Limit is Sum

jeffer vitola

New member
hello ........... I propose this exercise for you to solve on various methods .......

$\lim_{n \to{+}\infty}{\frac{1}{n}\sum_{i=1}^n({1+\frac{i}{n}}})^{-2}$

thanks

att
jefferson alexander vitola

MarkFL

Staff member
I have moved this topic, as it seems to be posted as a challenge rather than for help.

ZaidAlyafey

Well-known member
MHB Math Helper
$\lim_{n \to{+}\infty}{\frac{1}{n}\sum_{i=1}^n({1+\frac{i}{n}}})^{-2}$
This can be solved directly using the Riemann sum

$$\displaystyle \lim_{n \to{+}\infty} \sum_{i=1}^n \frac{n}{(n+i)^2}=\int^2_1 \frac{1}{x^2}\, dx = \frac{1}{2}$$

jeffer vitola

New member
This can be solved directly using the Riemann sum

$$\displaystyle \lim_{n \to{+}\infty} \sum_{i=1}^n \frac{n}{(n+i)^2}=\int^2_1 \frac{1}{x^2}\, dx = \frac{1}{2}$$
hello........interesting, but as I said in my previous forum topic or main focus is that you develop by various methods ...... one can be evaluated by the summation properties and then calculate its limit for example,,,,,,,, if you are cant make exercise , there is not problem,,,, thanks........

att
jefferson alexander vitola

MarkFL

Staff member
hello........interesting, but as I said in my previous forum topic or main focus is that you develop by various methods ...... one can be evaluated by the summation properties and then calculate its limit for example,,,,,,,, if you are cant make exercise , there is not problem,,,, thanks........

att
jefferson alexander vitola
Zaid has shown you a very straightforward method to evaluate the sum. Your initial post said only "solve on various methods." And this is what Zaid has done.

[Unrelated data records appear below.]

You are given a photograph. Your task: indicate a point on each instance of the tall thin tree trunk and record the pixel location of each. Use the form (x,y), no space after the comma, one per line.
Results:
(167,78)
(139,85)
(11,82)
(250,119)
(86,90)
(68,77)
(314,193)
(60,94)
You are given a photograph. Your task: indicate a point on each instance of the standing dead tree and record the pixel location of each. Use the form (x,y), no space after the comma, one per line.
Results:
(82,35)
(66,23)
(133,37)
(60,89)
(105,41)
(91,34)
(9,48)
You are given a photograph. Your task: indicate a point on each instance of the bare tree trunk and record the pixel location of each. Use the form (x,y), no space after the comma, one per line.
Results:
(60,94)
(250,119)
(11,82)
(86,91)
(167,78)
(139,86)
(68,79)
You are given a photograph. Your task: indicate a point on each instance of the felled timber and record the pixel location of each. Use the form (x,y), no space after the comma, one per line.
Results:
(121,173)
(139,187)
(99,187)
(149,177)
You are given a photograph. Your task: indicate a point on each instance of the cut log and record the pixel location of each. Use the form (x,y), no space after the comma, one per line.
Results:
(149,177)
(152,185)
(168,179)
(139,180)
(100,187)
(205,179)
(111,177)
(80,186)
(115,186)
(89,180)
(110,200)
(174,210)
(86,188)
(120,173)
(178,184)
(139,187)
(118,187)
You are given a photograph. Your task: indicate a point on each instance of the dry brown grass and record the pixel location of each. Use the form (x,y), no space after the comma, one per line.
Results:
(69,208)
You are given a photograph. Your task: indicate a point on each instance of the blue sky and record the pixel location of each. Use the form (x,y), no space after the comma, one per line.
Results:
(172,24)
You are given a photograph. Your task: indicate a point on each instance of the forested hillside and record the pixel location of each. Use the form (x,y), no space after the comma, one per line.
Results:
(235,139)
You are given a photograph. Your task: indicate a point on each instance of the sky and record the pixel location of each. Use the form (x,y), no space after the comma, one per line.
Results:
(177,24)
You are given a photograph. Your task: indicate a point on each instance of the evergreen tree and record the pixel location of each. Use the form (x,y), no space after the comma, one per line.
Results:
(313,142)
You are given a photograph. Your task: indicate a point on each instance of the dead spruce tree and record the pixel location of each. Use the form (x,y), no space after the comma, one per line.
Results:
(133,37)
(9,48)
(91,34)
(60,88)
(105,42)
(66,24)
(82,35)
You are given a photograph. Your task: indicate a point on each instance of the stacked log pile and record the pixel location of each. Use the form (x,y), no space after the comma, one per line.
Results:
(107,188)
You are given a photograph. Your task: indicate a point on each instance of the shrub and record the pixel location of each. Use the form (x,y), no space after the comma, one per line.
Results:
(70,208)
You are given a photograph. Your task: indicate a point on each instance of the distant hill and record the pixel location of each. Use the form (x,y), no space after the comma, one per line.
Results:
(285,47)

Why don't you demonstrate the technique you have? We expect that when people post problems as a challenge, they have a solution which they post if the problem has not been solved within about a week's time. Although this problem has been solved, but seemingly not to your satisfaction, it is now time for you to show us your solution.